The JS files are fairly easy to find by viewing the source code of the pages, but the PHP files are very difficult, because I can use random names for them and without the server generated index of the directory to give away the actual file name they are very difficult to 'guess' since they can be called anything I feel like.
I understand the pages are crawled. My point is that using noindex pulls all references to that page out of the index. Unlike robots.txt entries which may show up as a URI only listing, in most instances they do.
Okay, I thought you probably did, but wanted to make sure other readers did too, because of the terminology differences you point out.
I might have to disagree with the "change crawl frequency" although it could be a misinterpretation on my part. I just recently worked with a WebmasterWorld member and we had some unusual after effects when dealing with the above type scenario. Removing robots.txt entries and implementing noindex, nofollow at the document level. Unfortunately it wasn't the only thing done so it is very difficult to pinpoint any one thing. I do know that there has been an overall positive effect for their website. Crawl patterns have normalized. All sorts of documented improvements across the board by changing crawling directives.
By 'crawl frequency' I mean how often the bot visits those pages...
With robots.txt bot visits to the pages disallowed = 0
With noindex bot visits to the pages not in the index (results) = The same as visits to pages in the index (results) in my experience.
I think this is important to point out because you have noted 'stabilization' and 'improved results', or something to those effects a couple of times, and I think you're correct in your conclusion that it helps. Here's why...
In a robots.txt 'disallow' situation you (and probably others) have links to those pages and they accumulate PR. There are links to them somewhere (generally) and since the bots cannot (don't) visit those pages the links turn into a type of 'black hole' you mention, where with noindex the links go somewhere, and what's more important is the links from the noindex pages 'point back' and complete the site structure and hierarchy picture.
With robots.txt disallow links on the pages pointing to the disallowed pages still pass PR (AFAIK).
With noindex links on the pages pointing to the pages noindexed still pass PR, but links on the noindex pages also pass PR (possibly at a discounted weight, but it still passes) to the pages they link to, because even though the pages noindexed are not shown in the results they are present for calculations.
So, if you have 10 links to 'disallowed' pages you have 10 links passing PR 'out' to other pages and nothing is passed back 'in' to the 'allowed' pages, because the bots cannot get the information from the pages which means the links on those pages are not present for calculations so they would have no idea where to pass the weight back from them.
If you have 10 links to 'noindex' pages bots still have access to the information on the pages 'noindexed' and the structure of the links on those pages, which means so do the calculation processes and when the calculations are performed PR is passed back 'in' to pages 'indexed' with each link pointing to an 'indexed' page.

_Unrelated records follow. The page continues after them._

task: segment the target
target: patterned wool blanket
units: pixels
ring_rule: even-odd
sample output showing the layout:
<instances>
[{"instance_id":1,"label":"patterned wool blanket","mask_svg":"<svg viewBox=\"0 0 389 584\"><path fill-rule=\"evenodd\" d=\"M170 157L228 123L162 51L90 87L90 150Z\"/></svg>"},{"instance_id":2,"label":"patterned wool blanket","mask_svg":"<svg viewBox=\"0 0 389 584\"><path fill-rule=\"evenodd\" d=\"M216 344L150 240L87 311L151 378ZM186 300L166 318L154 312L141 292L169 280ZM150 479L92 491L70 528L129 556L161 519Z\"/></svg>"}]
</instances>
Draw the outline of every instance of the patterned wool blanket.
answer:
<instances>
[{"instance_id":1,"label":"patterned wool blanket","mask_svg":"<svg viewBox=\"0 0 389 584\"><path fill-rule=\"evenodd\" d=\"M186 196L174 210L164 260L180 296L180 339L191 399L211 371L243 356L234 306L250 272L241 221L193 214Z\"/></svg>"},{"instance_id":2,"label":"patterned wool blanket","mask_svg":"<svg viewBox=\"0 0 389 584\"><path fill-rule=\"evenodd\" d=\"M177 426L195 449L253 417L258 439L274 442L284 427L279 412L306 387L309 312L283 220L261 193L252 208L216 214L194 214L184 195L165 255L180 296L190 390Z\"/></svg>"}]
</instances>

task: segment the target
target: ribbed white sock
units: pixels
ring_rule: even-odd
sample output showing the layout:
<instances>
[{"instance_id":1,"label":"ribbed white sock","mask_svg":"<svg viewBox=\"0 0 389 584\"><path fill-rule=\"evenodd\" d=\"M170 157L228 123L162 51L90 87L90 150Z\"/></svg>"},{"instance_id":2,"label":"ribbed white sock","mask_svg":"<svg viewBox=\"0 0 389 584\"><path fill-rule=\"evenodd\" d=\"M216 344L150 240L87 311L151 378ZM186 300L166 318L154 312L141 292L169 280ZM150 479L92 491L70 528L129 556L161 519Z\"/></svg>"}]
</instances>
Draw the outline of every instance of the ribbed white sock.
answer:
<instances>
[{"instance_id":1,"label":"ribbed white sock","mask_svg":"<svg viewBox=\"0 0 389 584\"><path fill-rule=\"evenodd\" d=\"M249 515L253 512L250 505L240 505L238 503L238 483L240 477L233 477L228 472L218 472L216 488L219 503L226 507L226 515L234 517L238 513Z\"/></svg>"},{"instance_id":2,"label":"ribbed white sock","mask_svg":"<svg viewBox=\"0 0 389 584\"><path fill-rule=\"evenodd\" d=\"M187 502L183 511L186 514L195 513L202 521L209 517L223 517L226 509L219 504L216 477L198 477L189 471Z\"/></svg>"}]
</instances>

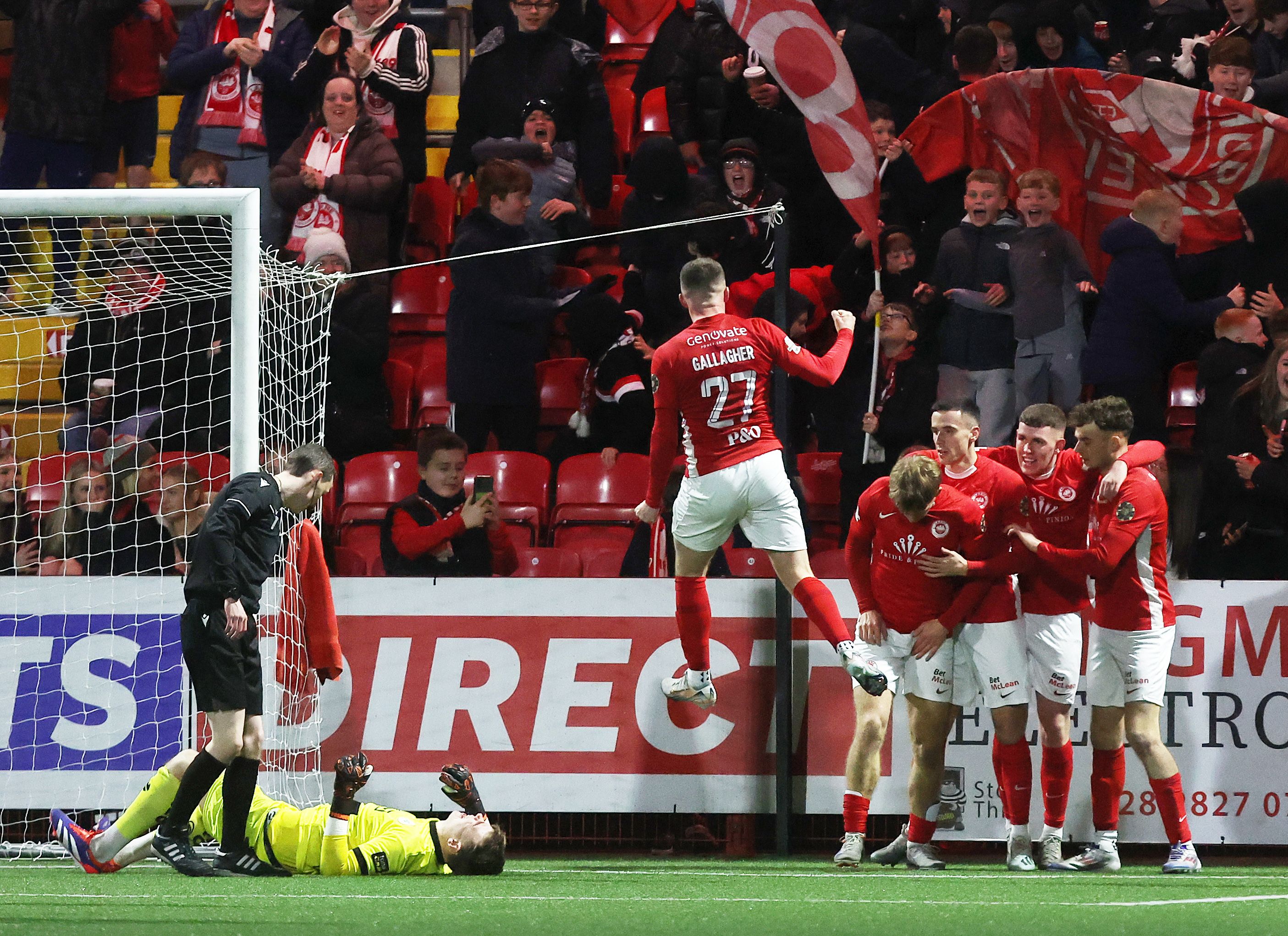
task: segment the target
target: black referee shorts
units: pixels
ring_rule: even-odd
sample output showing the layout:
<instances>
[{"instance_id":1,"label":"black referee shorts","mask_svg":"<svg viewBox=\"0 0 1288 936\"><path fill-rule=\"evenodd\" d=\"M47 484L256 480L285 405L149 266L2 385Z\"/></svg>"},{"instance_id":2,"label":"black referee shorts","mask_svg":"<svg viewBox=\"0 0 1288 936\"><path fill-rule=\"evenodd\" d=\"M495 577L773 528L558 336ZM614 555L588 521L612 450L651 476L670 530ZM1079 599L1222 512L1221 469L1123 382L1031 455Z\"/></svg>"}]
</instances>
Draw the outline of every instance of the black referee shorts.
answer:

IOW: By allowing the pages to be crawled (using noindex rather than disallow) you allow the link, hierarchy and site structure picture to be completed and also 'capture' link weight from any inbound links to those pages from other sites and it gets passed around too, so with robots.txt disallow you have a 'link weight black hole' and with the noindex you complete the picture of the site structure and pass weight from links to those pages back to pages in the index.